C'est avoir une idée singulièrement étroite de la poésie que de la faire consister par excellence dans les fictions fantastiques de l'imagination pure. Je tiens Aristophane pour un grand poète; mais ce n'est pas du tout parce qu'il a déguisé des personnages en oiseaux, en guêpes, en nuées, ni parce qu'au commencement de sa comédie de la Paix Trygée monte jusqu'au trône de Jupiter, à cheval sur un escarbot; nous avons vu dans les opéras bouffes d'Offenbach des fantaisies semblables avec plaisir, mais sans nous pâmer d'admiration pour leur auteur; le genre admis (et il ne faut pas un génie extraordinaire pour l'inventer), la prodigalité d'extravagances de toute nature dans cette donnée appartient à une espèce d'imagination vulgaire et facile.
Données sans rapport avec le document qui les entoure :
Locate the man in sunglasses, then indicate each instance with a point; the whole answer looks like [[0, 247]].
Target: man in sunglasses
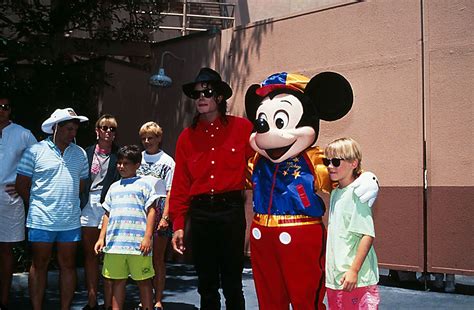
[[208, 185], [14, 139], [50, 176]]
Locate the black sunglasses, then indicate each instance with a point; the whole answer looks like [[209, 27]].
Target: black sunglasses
[[208, 93], [5, 107], [107, 128], [336, 162]]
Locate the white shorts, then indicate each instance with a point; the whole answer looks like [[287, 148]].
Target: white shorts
[[92, 213], [12, 218]]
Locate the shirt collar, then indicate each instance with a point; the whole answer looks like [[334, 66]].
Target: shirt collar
[[203, 125]]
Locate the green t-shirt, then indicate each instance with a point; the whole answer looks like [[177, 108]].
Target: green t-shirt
[[349, 221]]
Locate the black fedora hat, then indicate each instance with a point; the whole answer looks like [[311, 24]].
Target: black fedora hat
[[207, 75]]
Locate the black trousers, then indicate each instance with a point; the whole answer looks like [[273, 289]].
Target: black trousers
[[217, 240]]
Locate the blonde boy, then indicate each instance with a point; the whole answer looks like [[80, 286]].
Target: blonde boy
[[351, 263]]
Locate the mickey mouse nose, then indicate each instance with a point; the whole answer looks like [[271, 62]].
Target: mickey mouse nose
[[261, 125]]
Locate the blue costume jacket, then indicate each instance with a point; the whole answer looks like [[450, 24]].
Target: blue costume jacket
[[289, 187]]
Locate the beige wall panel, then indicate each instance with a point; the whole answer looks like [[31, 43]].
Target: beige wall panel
[[450, 92], [449, 58], [377, 50], [450, 238]]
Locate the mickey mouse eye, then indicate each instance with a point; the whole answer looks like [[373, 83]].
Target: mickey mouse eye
[[281, 119], [262, 116]]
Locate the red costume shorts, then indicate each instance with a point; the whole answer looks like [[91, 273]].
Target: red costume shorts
[[288, 260]]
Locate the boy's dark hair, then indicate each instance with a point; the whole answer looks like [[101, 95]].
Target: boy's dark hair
[[130, 152]]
Je regarde le Songe d'une Nuit d'été comme une des productions les plus charmantes de la poésie; mais ce n'est point parce que la fée Titania tombe amoureuse, par les maléfices d'Obéron, d'un homme métamorphosé en âne, ni parce que l'action se passe dans un pays enchanté, où les philtres et les sortilèges jouent un rôle: les mêmes imaginations se rencontrent dans le Roi de Cocagne de Legrand, et le Roi de Cocagne est une platitude. Les féeries ne sont point, au regard du goût, l'œuvre la plus haute de la poésie; une grande comédie de caractères et de mœurs, telle que le Misanthrope ou le Tartuffe, restera toujours, au regard du goût, une production poétique bien supérieure à toutes les féeries.
Il y a sur ce sujet d'excellentes remarques dans le livre de M. Humbert. Le critique allemand proteste contre cette rhétorique fausse, ou tout au moins incomplète, qui prétend identifier la poésie avec la faculté de produire des fictions. Pourquoi Homère est-il le père de toute poésie? Est-ce parce qu'il nous montre Jupiter ébranlant le ciel et la terre d'un mouvement de ses sourcils; l'armée des Grecs couverte par l'ombre du casque de Pallas; les coursiers de Mars franchissant d'un seul bond autant d'espace que le regard d'un homme assis sur un rocher élevé, devant la mer, peut embrasser d'étendue? Non, c'est parce que, le premier, Homère a peint l'humanité avec des couleurs vraies: c'est parce que le petit Astyanax se renverse en criant sur le sein de sa nourrice, saisi d'effroi à l'aspect du casque de son père; c'est parce que le vieux Priam pleure aux genoux d'Achille et le supplie de lui rendre le cadavre d'Hector avec des accents et des mots qui feront éternellement battre les cœurs. L'homme est le grand objet de la curiosité de l'homme. Cela est si vrai, que les dieux, les diables, les anges, les monstres et les fées ne nous intéressent qu'à la condition d'être des hommes et dans la proportion où ils sont des hommes. Les dieux d'Homère sont intéressants, parce qu'ils sont des hommes agrandis; mais les hommes d'Homère sont plus intéressants encore, parce qu'ils sont des hommes tout simplement. Dieu le père, les anges et toute l'armée des séraphins de Milton nous font mourir d'ennui; mais son Satan nous intéresse, parce qu'il a les passions de l'humanité. L'éloge que donne Gervinus aux fées du Songe d'une Nuit d'été, c'est qu'elles ressemblent à des femmes.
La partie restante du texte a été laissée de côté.